No sé si usted tiene la experiencia de permanecer de rodillas durante mucho tiempo. Lo ignoro. Pero créame que es algo doloroso. En mi antigua vida monacal, las horas qué pasé en actitud devota hicieron que mis rodillas adquirieran una resistencia tal que en virtud de las callosidades logradas habrían hecho de mí un auténtico campeón de la posición de los santos. Siempre es doloroso ponerse de rodillas.
           Esto lo he aprendido cada vez más con el tiempo. La gente por lo regular tiene una vocación especial para solicitar la veneración, el respeto y hasta la sumisión. El Obispo, por ejemplo, quiere que le besen el anillo. Uno estaría obligado a bajar la cabeza, hacer genuflexión y con toda devoción mostrarse a merced del Pastor. A muchos les encanta el gesto y he visto seminaristas preparándose con ardor para recibir con el tiempo esos gestos adulatorios.
           Y si esas cosas aparentemente banales las solicita el Obispo, el Pastor, el buen cristiano, imagínese usted cómo lo piden los delincuentes. El otro día presencié un robo en un bus y los ladrones a pesar del buen comportamiento de los asaltados, los (nos) humillaron hasta la saciedad: gritos, insultos, violencia. Los delincuentes ponen de rodilla a los ciudadanos, quieren ser adorados, exigen delicadeza, devoción y buen trato. Por esto gritan e insultan y, como perciben que la adoración no es genuina, se descontrolan y así pueden llegar a matar al pseudoreligioso.

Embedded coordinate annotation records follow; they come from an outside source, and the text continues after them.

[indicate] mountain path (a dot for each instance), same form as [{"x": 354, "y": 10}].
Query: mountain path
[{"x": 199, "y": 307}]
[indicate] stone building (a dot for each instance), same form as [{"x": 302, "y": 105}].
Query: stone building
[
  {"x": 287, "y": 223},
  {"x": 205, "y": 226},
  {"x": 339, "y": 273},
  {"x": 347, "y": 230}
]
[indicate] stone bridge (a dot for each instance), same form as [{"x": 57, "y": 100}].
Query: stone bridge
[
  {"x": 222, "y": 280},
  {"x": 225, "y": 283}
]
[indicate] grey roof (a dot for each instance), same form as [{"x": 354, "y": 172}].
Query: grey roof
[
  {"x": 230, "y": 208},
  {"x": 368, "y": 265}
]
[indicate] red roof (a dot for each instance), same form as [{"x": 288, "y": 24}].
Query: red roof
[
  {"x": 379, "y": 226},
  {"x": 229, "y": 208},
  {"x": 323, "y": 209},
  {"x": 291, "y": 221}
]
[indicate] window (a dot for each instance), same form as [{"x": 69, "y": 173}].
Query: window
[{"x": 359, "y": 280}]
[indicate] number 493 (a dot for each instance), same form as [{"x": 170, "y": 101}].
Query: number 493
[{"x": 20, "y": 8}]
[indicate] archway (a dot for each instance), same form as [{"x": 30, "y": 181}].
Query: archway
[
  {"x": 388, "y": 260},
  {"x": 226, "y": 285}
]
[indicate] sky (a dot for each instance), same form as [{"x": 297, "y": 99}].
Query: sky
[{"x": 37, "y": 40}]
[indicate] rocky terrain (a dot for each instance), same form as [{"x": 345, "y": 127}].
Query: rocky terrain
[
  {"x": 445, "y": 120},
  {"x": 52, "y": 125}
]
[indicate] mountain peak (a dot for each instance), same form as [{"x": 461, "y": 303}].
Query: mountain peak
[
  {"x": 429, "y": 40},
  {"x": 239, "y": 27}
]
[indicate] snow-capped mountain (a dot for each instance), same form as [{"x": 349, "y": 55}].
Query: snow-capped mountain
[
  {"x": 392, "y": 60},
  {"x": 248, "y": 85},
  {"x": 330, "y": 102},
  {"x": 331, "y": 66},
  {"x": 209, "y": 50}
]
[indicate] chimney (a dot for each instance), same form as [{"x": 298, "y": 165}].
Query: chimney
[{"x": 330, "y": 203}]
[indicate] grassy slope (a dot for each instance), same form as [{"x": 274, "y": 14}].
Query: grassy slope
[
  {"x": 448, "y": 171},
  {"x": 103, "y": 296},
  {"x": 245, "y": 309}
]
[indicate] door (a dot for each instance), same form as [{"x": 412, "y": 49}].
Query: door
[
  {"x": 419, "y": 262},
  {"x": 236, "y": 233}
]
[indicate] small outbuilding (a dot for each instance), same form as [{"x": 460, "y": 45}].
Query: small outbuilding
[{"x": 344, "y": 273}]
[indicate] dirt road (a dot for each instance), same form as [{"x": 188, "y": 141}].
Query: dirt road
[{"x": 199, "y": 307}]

           Tenemos una tendencia enfermiza a que la gente se ponga de rodillas ante nosotros. Esto lo hace casi todo mundo: el burócrata en una oficina pública, el que nos atiende en el IGSS, la secretaria de la Universidad, la novia, la esposa, el jefe… Todos quieren que les besemos el anillo, que supliquemos, pidamos misericordia y cantemos un salmo. Así estamos expuestos a la humillación constante. Menos mal que vamos adquiriendo callosidad y el acto ya no resulta, con el tiempo, tan doloroso.
           Las humillaciones las aprendemos desde pequeños. Hincarse es un ejercicio que nos lo enseñan a veces nuestros padres, el profesor, los amigos y hasta la doméstica de casa. Con el tiempo por eso se nos olvida la dignidad y el acto nos parece de lo más natural. Uno besa anillos casi de manera instintiva. Ya no duele, excepto, claro está, cuando se pide con demasiada violencia, como el caso de los ladrones y hasta el jefe cuando solicita más que un simple beso de manos.
           Por experiencia propia sé que las callosidades de las puestas de rodillas pueden desaparecer. La curación es sencilla: hay que abandonar las genuflexiones y mostrarse habitualmente erguido, con la frente en alto. Quizá esa sea nuestra tarea por el mundo (una de tantas), recuperar la dignidad y dejar esa propensión muy nuestra al desprecio propio y a la adulación. Un propósito sano debería ser: nunca más humillar a otros,  nunca más hincarse ante nada ni nadie. Eso nos ayudará a crecer como seres humanos.